The same goes for code completion. They will just generate something that fills the pattern they're told to look for. It doesn't matter if it's right or wrong. Because they have no concept of what is right or wrong Beyond fitting the pattern. Not to mention that we've had code completion software for over a decade at this point. Llms do it less efficiently and less reliably. The only upside of them is that sometimes they can recognize and suggest a pattern that those programming the other coding helpers might have missed. Outside of that. Such as generating act like whole blocks of code or even entire programs. You can't even get an llm to reliably spit out a hello world program.
Large context window LLMs are able to do quite a bit more than filling the gaps and completion.

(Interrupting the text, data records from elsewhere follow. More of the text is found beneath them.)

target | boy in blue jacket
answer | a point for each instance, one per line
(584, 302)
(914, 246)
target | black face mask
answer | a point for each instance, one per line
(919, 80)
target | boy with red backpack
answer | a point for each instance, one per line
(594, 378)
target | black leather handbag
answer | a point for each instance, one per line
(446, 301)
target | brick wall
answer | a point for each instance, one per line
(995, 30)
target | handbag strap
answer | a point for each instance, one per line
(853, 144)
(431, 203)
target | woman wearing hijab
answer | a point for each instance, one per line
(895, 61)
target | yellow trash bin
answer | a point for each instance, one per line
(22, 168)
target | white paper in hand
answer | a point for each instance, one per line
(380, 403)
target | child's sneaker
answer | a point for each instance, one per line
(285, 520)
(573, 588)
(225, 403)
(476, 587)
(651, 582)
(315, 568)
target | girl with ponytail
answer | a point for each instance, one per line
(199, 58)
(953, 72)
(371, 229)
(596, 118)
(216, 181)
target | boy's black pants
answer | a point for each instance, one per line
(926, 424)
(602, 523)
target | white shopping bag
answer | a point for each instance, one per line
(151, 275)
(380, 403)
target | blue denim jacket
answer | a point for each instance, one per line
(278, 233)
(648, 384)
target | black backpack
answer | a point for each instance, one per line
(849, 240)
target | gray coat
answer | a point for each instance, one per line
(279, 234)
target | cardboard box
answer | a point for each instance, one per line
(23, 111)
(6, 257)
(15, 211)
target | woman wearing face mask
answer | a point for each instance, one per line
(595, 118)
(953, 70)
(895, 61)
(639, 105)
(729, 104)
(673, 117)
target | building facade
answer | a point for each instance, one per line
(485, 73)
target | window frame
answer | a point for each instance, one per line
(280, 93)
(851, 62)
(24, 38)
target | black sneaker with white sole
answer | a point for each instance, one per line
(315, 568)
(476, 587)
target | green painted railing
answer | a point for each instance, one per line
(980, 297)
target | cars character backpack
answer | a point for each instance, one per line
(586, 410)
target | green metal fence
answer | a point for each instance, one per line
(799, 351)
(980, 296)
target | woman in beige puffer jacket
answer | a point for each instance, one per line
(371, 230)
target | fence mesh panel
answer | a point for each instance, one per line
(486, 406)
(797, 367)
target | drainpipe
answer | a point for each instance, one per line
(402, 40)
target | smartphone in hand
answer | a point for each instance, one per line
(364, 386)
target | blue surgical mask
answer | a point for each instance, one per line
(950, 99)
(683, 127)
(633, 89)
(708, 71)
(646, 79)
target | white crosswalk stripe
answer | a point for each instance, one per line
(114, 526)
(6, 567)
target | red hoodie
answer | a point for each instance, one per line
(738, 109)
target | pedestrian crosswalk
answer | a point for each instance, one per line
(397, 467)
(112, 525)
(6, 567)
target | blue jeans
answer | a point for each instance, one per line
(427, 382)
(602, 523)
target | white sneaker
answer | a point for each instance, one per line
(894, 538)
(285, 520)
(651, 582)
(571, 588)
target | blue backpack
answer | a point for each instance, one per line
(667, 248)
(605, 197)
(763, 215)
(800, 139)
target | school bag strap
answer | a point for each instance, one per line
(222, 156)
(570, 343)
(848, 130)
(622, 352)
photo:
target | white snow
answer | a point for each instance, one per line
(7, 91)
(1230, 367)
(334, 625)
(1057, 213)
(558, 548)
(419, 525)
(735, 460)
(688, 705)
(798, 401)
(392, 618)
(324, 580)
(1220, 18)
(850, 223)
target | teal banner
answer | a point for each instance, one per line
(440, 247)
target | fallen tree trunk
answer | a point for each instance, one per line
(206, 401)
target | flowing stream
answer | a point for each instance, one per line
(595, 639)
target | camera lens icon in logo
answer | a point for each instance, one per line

They can edit multiple files.
Yet, they're unreliable, as they hallucinate all the time. Debugging LLM-generated code is a new skill, and it's up to you to decide to learn it or not. I see quite an even split among devs. I think it's worth it, though once it took me two hours to find a very obscure bug in LLM-generated code.
I have one of those at work now, but my experience with it is still quite limited. With Copilot it was quite useful for knocking up quick boutique solutions for particular problems (stitch together a load of PDFs sorted on a name heading), with the proviso that you might end up having to repair bleed between dependency versions and repair syntax. I couldn’t trust it with big refactors of existing systems.
Cursor and Claude are a lot better than Copilot, but none of them can be trusted. For existing large code repos, LLMs can generate tests and similar boring stuff. I suspect there'll be an even bigger shift to micro services to make it easier for LLMs generate something that works.